First Greater Manchester, Stagecoach Manchester and Diamond Bus North West, under the Bee Network, operate regular bus services through the ward, via North Manchester General Hospital and onwards to Manchester city centre and other areas of Greater Manchester.

== Voluntary organisations ==
The Friends of Crumpsall Park oversee the development and well-being of the park in conjunction with the city council, Manchester Leisure and the police. They also organise the annual Crumpsall Carnival which takes place on the last Sunday in June.

==Notable people==

Sir Humphrey Chetham was born in Crumpsall in 1580, the son of a successful Manchester merchant who lived in Crumpsall Hall. He was responsible for the creation of Chetham's Hospital (now Chetham's School of Music) and Chetham's Library, the oldest public library in the English-speaking world, which is located in the city centre.

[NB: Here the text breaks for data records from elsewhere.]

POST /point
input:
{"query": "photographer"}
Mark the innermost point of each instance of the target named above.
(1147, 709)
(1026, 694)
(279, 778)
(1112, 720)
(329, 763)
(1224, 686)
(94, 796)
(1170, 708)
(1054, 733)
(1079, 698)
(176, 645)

Actor and singer Don Estelle (Gunner "Lofty" Sugden in It Ain't Half Hot Mum), real name Ronald Edwards, was born 1933 and raised in Crumpsall.

Frontman for the pop band Freddie and the Dreamers, singer Freddie Garrity, was born in Crumpsall in 1936.

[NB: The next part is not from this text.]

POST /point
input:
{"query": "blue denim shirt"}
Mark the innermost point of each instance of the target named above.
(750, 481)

The Moors murderer Myra Hindley was born in Crumpsall in 1942.

The folk singer, comedian and broadcaster Mike Harding was born in the area in 1944.

Howard Jacobson was brought up in Crumpsall and some of his novels, Kalooki Nights and The Mighty Walzer, feature descriptions of Jewish life in the area.

Akinwale Arobieke, known as Purple Aki, an English convicted criminal, was born in Crumpsall in 1961.

Bassist Gary "Mani" Mounfield of the Stone Roses was born in Crumpsall in 1962.

Jeff Hordley, best known for playing Cain Dingle in Emmerdale, was born in Crumpsall in 1970.

Jason Orange of the boy band Take That was born at North Manchester General Hospital in Crumpsall in 1970.

English grime artist Aaron Davis (stage name Bugzy Malone) was born in Crumpsall in 1990.

Pakistan-born Mohammed Zahid, of, Station Road, Crumpsall, A grooming gang ringleader who raped schoolgirls in Rochdale and has been jailed for 35 years.